A locação de 20% dos cerca de 200 ônibus da frota foi apontada como irregularidade por impedir a reversão futura do patrimônio para o município. O promotor também questionou a exclusão das receitas com publicidade veiculada nos ônibus e da modalidade Psiu na planilha elaborada pela CMTU. Dados constantes da ação impetrada em 2003, também contra aumento na tarifa, com relação a diferenças nas cotações de preços de pneus e óleo diesel, foram anexados. A ação antiga está praticamente parada, dependendo de uma auditoria na planilha de custos.
Além de pedir a redução da tarifa, a ação cobra o ressarcimento dos valores pagos indevidamente pelos usuários do sistema. O MP calculou que cerca de R$ 8 milhões foram cobrados irregularmente nos seis meses em que a tarifa está vigorando. O sistema contabiliza hoje 3,5 milhões de passageiros, incluindo as gratuidades e meias-tarifas.
Para o promotor Eduardo Nagib Matne, o MP está fazendo uma fiscalização que deveria estar sendo exercido pela própria CMTU. ''A população deveria pressionar o poder público para fazer este trabalho'', opinou. Ele sugeriu também a criação de um Conselho Municipal de Transporte Coletivo para discutir os possíveis reajustes antes da aprovação.

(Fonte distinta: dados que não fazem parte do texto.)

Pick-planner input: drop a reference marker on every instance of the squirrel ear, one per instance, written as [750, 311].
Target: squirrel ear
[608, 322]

O presidente da CMTU, Gabriel Ribeiro de Campos, disse que vai se declarar após conhecer o conteúdo da ação e as ''eventuais hipóteses de inconsistência'' da planilha. ''Posso afirmar, porém, que a planilha é calculada com base em metodologia científica criada há quase dez anos pelo Ministério dos Transportes e usada em quase todas as cidade brasileiras.'' O prefeito Nedson Micheleti (PT) afirmou que o valor da tarifa é adequado e dificilmente será reduzido. Ele observou que a tarifa da região metropolitana custa R$ 1,85 sem integração e o de Londrina é de R$ 1,90 com integração.
O gerente da TCGL, Gildalmo de Mendonça, alegou que a planilha é elaborada pela CMTU e que o barateamento depende de questões políticas, como isenção de impostos e subsídios, e não técnicas. A Francovig informou através da assessoria de imprensa que deve aguardar a notificação oficial para se manifestar.